Filling-in void and sparse regions in protein sequence space by protein-like artificial sequences enables remarkable enhancement in remote homology detection capability.

Protein functional annotation relies on the identification of accurate relationships, sequence divergence being a key factor. This is especially evident when distant protein relationships are demonstrated only with three-dimensional structures. To address this challenge, we describe a computational approach to purposefully bridge gaps between related protein families through directed design of protein-like "linker" sequences. For this, we represented SCOP domain families, integrated with sequence homologues, as multiple profiles and performed HMM-HMM alignments between related domain families. Where convincing alignments were achieved, we applied a roulette wheel-based method to design 3,611,010 protein-like sequences corresponding to 374 SCOP folds.

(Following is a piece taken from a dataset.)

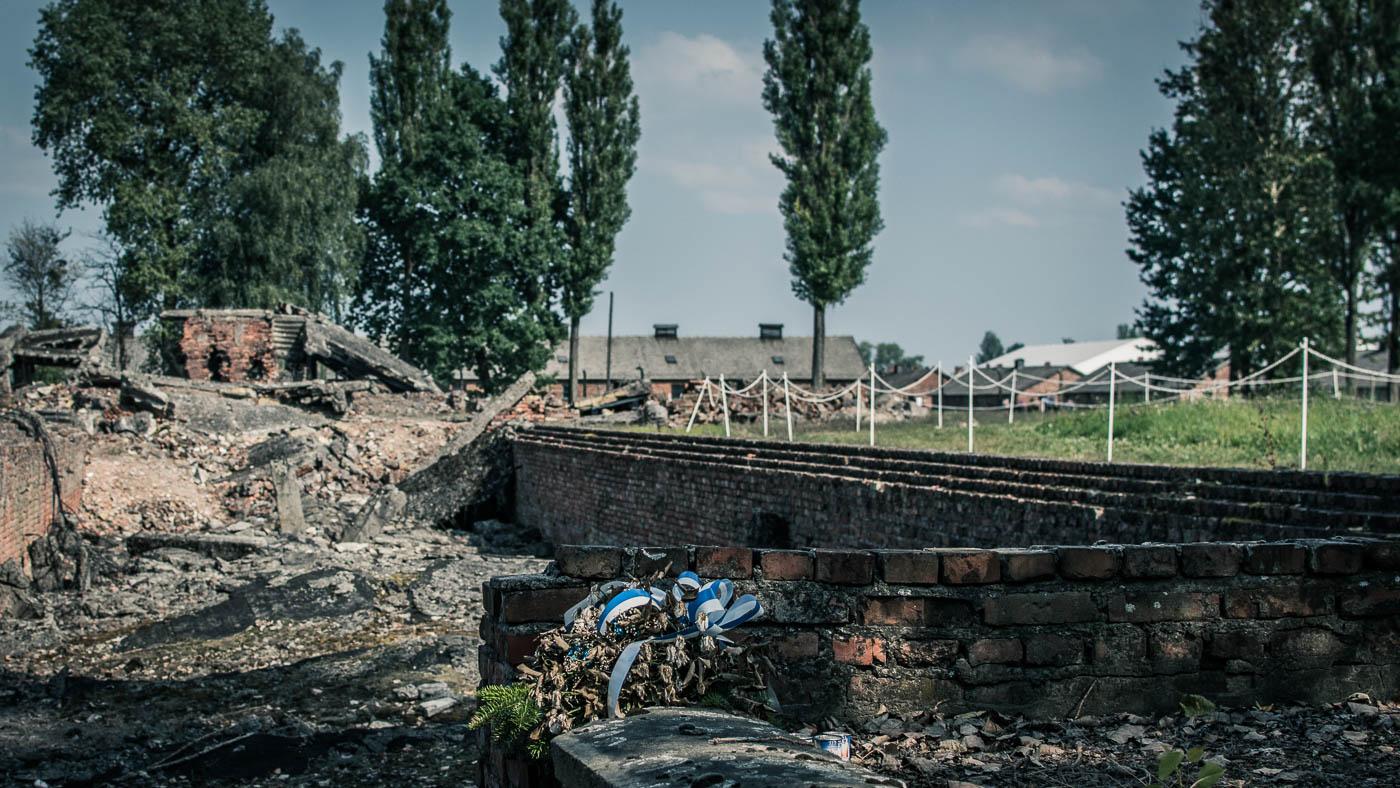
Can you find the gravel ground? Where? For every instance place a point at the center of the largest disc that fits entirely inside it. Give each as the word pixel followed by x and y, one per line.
pixel 314 666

To analyze their ability to link proteins in homology searches, we used 3024 queries to search two databases, one containing only natural sequences and another one additionally containing designed sequences. Our results showed that augmented database searches showed up to 30% improvement in fold coverage for over 74% of the folds, with 52 folds achieving all theoretically possible connections. Although sequences could not be designed between some families, the availability of designed sequences between other families within the fold established the sequence continuum to demonstrate 373 difficult relationships. Ultimately, as a practical and realistic extension, we demonstrate that such protein-like sequences can be "plugged-into" routine and generic sequence database searches to empower not only remote homology detection but also fold recognition. Our richly statistically supported findings show that complementary searches in both databases will increase the effectiveness of sequence-based searches in recognizing all homologues sharing a common fold.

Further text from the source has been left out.